Il n’y a pas encore de texte disponible pour le TTIP, mais le traité Ceta permet de s’orienter. On y trouve dans l’article X14 : « 5. Article X.4 (Market Access), Articles X.6 (National Treatment), X.7 (Most-Favoured-Nation Treatment) and X.8 (Senior Management and Board of Directors) do not apply to: ‘(...) b. subsidies, or government support relating to trade in services, provided by a Party’. »
Il n’est pas interdit de subventionner les services publics, mais dans ce cas, des entreprises multinationales pourraient rendre les autorités communales responsables d’une diminution de bénéfice (expropriation indirecte) en raison de prix plus faibles offerts par des services communaux subventionnés et demander soit d’être dédommagées, soit d’être subventionnées à leur tour. En effet, aucune exclusion n’est prévue en ce qui concerne la protection contre l’expropriation directe et indirecte, y compris le droit à une indemnisation rapide, adéquate et efficace.
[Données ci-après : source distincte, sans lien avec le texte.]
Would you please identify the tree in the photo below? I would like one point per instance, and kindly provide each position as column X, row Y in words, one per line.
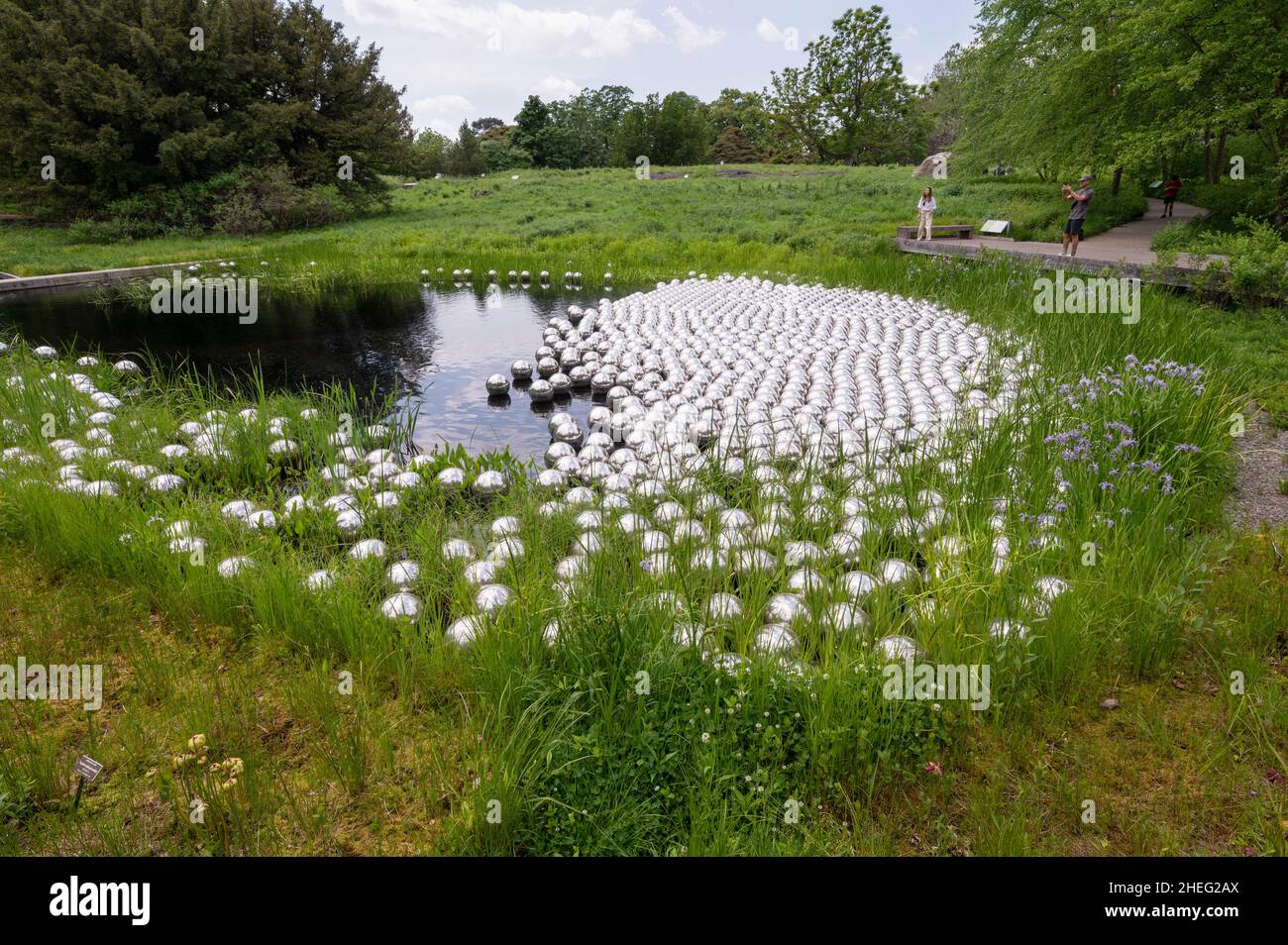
column 745, row 111
column 429, row 154
column 1099, row 84
column 503, row 155
column 124, row 95
column 634, row 137
column 682, row 133
column 464, row 156
column 529, row 125
column 941, row 99
column 733, row 147
column 850, row 101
L’article 24 du mandat de négociation note : « L’accord visera à accroître l’accès mutuel aux marchés publics à tous les niveaux administratifs (national, régional et local) et dans le domaine des services publics, afin de s’appliquer aux activités pertinentes des entreprises actives dans ce domaine, en garantissant un traitement non moins favorable que celui qui est accordé aux fournisseurs établis sur le territoire de la partie concernée. »
Il n’y a pas encore de texte disponible pour le TTIP, mais on peut prendre comme référence le traité Ceta. Les seuils inscrits dans le traité Ceta s’apparentent aux seuils qui déclenchent une procédure formalisée de soumission publique au niveau européen (voir tableau).
Toutefois, en élargissant les soumissions au « buy transatlantic », et en tenant surtout compte du fait (cf. le point concernant le subventionnement des services pulblics) que tous les services communaux qui ne sont pas expressément déclarés non concurrentiels (monopoles) ou ceux qui ne font pas l’objet d’une concession deviendront accessibles aux multinationales étrangères, le poids de celles-ci va s’accroître énormément, diminuant d’autant l’autonomie d’approvisionnement des communes et la possibilité d’acheter auprès de fournisseurs locaux. Cela vaut notamment pour les réseaux de distribution d’eau, d’énergie ou de transport, les hôpitaux communaux, les écoles, et les services sociaux.
À noter que ces seuils ne pourront plus être relevés unilatéralement par les pays de l’UE, d’où la tendance – avec l’augmentation des prix et des charges – à faire tomber de plus en plus de marchés publics sous l’obligation d’une soumission transatlantique.
Si le traité Ceta offre la possibilité de lier l’attribution d’un marché à des critères d’environnement, il ne le fait pas pour les critères sociaux. Or, les États-Unis n’ont pas ratifié la Convention sur la liberté syndicale et la protection du droit syndical ni la Convention sur le droit d’organisation et de négociation collective de l’OIT et il faut craindre que les normes sociales en matière de contrats collectifs ne devront jouer aucun rôle lors de l’attribution de marchés publics futurs.
Ainsi, le devoir d’acheter au prix le moins élevé forcerait les communes à négliger les standards sociaux (salaire minimum ; stipulations d’un contrat collectif) et à écarter telle offre locale ou européenne qui respecte ces standards, accroissant d’autant le prix de l’offre.
Il faut mener une discussion démocratique en public et redéfinir les objectifs ! Compte tenu des éléments qui ont été révélés à ce jour sur le TTIP – bien malgré la volonté de ses protagonistes voulant maintenir secret ce qui se prépare –, ce traité porterait un coup fatal à la démocratie et à l’autonomie communale : La libéralisation de tous les services communaux serait à l’ordre du jour ; les normes sociales et environnementales seraient affaiblies au niveau communal ; la politique d’achat autonome des communes serait fortement affectée.
Il faut dès lors arrêter les négociations en cours et en redéfinir les objectifs, suite à une discussion démocratique incluant les citoyens et leurs institutions représentatives.